そしたら途中で親鳥がピーピー騒いでいることに気づき巣を覗いてみると、いなんです、雛たちが! さすがにこのタール臭の強い煙はきつかったみたいで、たまらず飛び出してしまったようです。
あー、まだ飛べないのに巣から出てしまったら、外敵に捕まってしまうかもしれない。大丈夫かな・・。 その時はネラシの途中なのでそれどころではなく、窯に集中していましたが、数時間経って火が止まった後、すごく心配になって外を見渡してみたら、親鳥が心配そうに声をかけ、窯の周りの草叢のあちこちから小さな声が聞こえてきます。 親鳥2羽に雛5羽ではなかなかつかまらないみたいで、八方でずっと声の掛け合いをしていました。
それで、その1時間後くらいでしょうか。それが飛んでたんですよ、雛たち! まだおぼつかない感じでしたけど、低空飛行で兄弟でじゃれあうようにして。 さっきまで巣に入ってたのに、しかも自分たちの意思で巣立ったのではなく、煙で苦しくて巣から逃げたのに。 火が止まった直後ということもあり、なんかジ〜ンときてしまった。ほんとよかった・・。

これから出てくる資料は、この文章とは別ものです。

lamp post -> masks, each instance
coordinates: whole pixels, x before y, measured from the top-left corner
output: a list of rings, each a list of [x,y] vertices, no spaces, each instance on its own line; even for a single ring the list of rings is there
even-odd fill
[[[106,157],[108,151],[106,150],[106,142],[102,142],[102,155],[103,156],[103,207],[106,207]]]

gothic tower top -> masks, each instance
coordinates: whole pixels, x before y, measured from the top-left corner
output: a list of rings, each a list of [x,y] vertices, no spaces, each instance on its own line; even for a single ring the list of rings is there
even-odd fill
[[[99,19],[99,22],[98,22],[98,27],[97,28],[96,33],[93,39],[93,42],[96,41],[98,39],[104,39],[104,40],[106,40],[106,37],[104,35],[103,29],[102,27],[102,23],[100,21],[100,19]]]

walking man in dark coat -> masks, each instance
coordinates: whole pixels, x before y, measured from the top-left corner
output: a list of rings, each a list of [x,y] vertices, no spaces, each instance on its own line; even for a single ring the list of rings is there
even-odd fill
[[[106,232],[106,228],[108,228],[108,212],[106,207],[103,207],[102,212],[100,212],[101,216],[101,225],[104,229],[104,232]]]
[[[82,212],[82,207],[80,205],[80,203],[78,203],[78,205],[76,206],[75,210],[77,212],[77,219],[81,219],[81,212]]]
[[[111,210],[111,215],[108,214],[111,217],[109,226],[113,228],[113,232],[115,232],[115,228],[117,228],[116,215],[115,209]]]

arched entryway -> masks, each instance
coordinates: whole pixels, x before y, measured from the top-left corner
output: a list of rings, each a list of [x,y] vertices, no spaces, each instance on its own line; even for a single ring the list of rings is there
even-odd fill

上記のサイトを読むと「雛は約12日で巣立つ」とありましたし、今回のネラシの煙は彼らにとって必然だったみたいですね。(「オーラの泉」の見すぎか・・)
「卵は時期が来ると卵の中の雛の体から自然に毒素が出て、それで殻の中にいては苦しくてしょうがなくなり殻を突き、卵からかえる」という話を前に聞いたことがあります。(すべての卵がそうとはわかりませんが) そうすると彼らは2回似たような体験をしたのですね。
前の窯場で急に焼くことができなくなってしまい、今の檜原村の素敵な場所にめぐり合うことになったことを思い出しました。そういう時にそういう事が起こるのですね。
ということで、いろいろと励まされたり考えさせられたりの炭やき&育児観察でした。